One of the greatest challenges of the recent conflicts in Iraq and Afghanistan has been the number of service members suffering from long-term effects of post-traumatic stress disorder. Most medical professionals have found it difficult to develop meaningful and successful treatment programs, never mind a possible cure. But a small group of researchers has focused their attentions on predicting who is susceptible to PSTD prior to deployment, with hopes of developing personalized treatment and even possible prevention for future generations.
Following nearly a decade of armed conflict the term post-traumatic stress disorder, or PTSD, is a common part of the American vocabulary. With as many as 30% of combat veterans exhibiting at least some symptoms of PTSD it is not hard to find someone you know, work with or are related to who is a victim. Some of these veterans go about their daily lives with no outward signs of disability and experience only minor problems adjusting to civilian life. Others find themselves at the opposite end of the PTSD spectrum suffering from debilitating stress-related disorders making it nearly impossible to resume pre-war existence. Sadly, a growing number of PTSD sufferers find current medical treatment inadequate and resort to self-medication or alcohol to coop. Some even find the suicide to be the only release. Unfortunately, while the medical community has begun to understand how PTSD affects returning veterans they still have little understanding of why it occurs, to begin with. Why is it one veteran can be haunted for years by their experience while his buddy, even the guy who shared his fighting position, seemingly unaffected? How can a soldier perform multiple tours never showing any sign of PTSD and suddenly find one more tour is one too many?
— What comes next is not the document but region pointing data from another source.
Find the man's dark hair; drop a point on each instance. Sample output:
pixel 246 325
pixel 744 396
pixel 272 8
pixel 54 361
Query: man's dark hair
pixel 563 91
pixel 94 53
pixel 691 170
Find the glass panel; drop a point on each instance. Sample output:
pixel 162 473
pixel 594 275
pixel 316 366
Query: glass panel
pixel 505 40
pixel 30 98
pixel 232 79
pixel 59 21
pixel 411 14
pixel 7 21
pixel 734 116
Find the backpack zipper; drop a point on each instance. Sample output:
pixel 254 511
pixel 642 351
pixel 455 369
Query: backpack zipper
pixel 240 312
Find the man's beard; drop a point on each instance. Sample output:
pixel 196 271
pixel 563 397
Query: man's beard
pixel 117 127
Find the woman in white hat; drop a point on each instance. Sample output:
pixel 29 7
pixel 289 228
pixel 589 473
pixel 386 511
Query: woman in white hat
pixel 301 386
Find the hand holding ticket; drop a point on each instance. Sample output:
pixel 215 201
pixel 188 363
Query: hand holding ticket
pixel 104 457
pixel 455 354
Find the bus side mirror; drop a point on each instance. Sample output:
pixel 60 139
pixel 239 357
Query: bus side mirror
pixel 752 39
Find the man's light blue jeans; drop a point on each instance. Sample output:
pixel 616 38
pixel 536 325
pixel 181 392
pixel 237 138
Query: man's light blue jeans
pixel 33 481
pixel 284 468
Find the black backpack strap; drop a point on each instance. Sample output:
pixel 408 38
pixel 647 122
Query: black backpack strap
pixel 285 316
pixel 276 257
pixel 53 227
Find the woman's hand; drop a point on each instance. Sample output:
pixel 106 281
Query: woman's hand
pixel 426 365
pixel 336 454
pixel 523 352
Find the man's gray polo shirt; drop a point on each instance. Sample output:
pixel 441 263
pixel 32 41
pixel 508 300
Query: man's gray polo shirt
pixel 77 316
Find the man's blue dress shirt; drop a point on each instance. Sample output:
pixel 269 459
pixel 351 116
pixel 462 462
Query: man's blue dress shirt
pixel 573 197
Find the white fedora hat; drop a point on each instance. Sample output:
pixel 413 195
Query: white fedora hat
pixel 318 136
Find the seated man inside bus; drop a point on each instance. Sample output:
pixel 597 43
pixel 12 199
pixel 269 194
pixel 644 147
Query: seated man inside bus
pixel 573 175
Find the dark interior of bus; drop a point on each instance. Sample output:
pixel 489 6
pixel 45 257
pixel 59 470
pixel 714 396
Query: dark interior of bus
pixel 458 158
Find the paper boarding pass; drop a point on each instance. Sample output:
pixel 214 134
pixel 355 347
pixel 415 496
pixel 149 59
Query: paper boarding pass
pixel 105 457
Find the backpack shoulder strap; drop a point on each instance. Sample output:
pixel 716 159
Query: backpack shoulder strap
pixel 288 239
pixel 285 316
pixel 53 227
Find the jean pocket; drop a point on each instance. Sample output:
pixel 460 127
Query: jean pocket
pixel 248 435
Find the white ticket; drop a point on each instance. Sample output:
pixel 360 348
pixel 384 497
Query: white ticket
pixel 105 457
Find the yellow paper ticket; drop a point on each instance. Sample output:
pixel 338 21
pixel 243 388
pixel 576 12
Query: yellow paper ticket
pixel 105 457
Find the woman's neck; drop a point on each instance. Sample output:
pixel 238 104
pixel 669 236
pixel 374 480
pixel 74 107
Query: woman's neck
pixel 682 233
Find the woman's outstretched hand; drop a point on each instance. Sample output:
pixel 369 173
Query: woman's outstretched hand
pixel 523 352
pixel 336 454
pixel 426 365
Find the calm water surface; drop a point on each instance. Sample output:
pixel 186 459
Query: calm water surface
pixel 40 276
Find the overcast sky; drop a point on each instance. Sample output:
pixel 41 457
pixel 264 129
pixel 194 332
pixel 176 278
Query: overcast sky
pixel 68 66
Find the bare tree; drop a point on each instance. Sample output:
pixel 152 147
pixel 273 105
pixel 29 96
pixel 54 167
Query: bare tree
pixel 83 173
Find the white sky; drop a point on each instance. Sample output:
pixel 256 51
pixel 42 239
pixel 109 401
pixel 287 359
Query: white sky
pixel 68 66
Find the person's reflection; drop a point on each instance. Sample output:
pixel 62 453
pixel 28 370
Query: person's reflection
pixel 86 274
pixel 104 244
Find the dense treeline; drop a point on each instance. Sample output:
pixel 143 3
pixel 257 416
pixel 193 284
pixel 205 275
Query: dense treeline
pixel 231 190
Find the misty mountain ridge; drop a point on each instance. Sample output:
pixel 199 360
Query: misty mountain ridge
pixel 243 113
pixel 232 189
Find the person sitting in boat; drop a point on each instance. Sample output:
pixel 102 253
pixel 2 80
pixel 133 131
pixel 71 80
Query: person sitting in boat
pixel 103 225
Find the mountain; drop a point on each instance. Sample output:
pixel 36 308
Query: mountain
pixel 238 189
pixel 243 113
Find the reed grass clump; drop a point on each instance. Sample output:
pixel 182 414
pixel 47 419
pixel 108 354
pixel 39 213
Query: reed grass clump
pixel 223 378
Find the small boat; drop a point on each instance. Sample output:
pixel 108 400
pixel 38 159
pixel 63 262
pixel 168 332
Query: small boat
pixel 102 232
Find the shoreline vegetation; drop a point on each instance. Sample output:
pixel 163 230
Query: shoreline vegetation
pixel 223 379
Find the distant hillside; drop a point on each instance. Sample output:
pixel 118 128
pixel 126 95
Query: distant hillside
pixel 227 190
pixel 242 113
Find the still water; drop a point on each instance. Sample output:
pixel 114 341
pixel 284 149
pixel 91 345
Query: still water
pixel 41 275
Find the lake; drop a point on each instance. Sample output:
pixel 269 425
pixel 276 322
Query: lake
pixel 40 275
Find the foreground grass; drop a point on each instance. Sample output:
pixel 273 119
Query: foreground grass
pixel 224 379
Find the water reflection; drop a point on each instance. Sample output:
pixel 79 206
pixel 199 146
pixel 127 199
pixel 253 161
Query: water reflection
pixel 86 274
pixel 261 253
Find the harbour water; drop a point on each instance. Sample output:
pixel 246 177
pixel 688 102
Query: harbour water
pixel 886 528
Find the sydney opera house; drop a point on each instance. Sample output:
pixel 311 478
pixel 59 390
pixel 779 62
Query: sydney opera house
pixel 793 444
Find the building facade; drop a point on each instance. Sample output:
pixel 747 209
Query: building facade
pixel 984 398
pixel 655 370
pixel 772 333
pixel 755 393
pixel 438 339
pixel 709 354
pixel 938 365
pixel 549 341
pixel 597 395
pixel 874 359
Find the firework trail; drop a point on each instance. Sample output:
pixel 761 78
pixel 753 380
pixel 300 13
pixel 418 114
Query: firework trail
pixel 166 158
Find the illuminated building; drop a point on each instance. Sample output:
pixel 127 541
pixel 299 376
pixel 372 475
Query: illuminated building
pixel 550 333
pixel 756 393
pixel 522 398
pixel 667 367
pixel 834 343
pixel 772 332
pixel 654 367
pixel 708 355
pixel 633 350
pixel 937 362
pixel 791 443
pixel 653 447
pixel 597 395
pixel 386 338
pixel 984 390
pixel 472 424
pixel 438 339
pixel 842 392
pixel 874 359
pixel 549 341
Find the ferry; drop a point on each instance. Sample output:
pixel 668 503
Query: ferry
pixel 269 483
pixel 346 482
Part of this is due to limited experience with PTSD. Although it has been around since the beginning of war, it was not really understood until 20-30 years ago. Prior to that, it was referred to as “battle fatigue”, “shell shock” and a host of other terms which indicated the sufferer was simply weary of returning to the front lines. General George Patton infamously referred to a sufferer as a coward just prior to reportedly slapping him. Plus, there was no understanding that the symptoms could develop at any point during or even years after experiencing combat.
Fortunately, we have come a long way since WWII and today’s medical professionals not only recognize PTSD as a legitimate injury but are working to discover a cause, which will hopefully lead to a cure or even prevention. One of the most promising areas of study is focused on identifying biological markers or conditions which would identify those most prone to developing PTSD prior to even deploying.
The study was conducted by the University of Texas at Austin, with the results authored by Professor of Psychology Robert Joseph’s, and focused on identifying a link between hormone levels and subsequent tendency to develop PTSD. Although the findings are limited in scope and still being reviewed the initial results are encouraging.
This is not the first study to attempt to identify a link between hormone levels and PTSD. In the 1980s a group of researchers believed that measuring the levels of Cortisol, a stress hormone released as part of your fight or flight reaction could be used to predict PTSD. However, in the decades since no conclusive results have been developed and researchers were left believing the link existed but not knowing what it might be.
The current study took the theory a step further and looked at not only Cortisol but also testosterone levels. The average person identifies testosterone as a male sex hormone but it is also responsible for a host of other functions including hair growth, muscle development, and bone density. It is also a powerful natural anabolic steroid that helps to regulate hormonal responses- including cortisol release during stress. By looking at BOTH Cortisol and testosterone UT researchers believe they have achieved where earlier studies failed, at least on a small scale.
The UT study only involved 120 soldiers, all without prior combat experience. Prior to deployment, each soldier was subjected to a controlled stress test, after which both Cortisol and testosterone levels were measured. While deployed the test subjects completed monthly online assessments, providing researchers with information concerning current duties and related issues which would indicate increases in stress. The pre-deployment results, deployment reports, and post-deployment PTSD screening are currently being evaluated, but early results indicate those who failed to register increase testosterone level during stress testing were more prone to develop PTSD symptoms later.
As stated earlier, the results are still being reviewed and it is too early to tell how the potential link between testosterone, Cortisol, and PTSD will play out. But, if the links are confirmed, the bigger question will become how to use this information.It is expected that early possibilities will include developing potential treatments for those already suffering from PTSD. However, what then? Will researchers develop a supplement that service members could take to ward off PTSD? Or will the screening be used to filter out potential recruits, or at least assigned them to non-combat duties? As much hope as this may mean for current sufferers of PTSD these unanswered questions could be equally concerning for future generations of service members or first responders (who are also being diagnosed with PTSD at an alarming rate).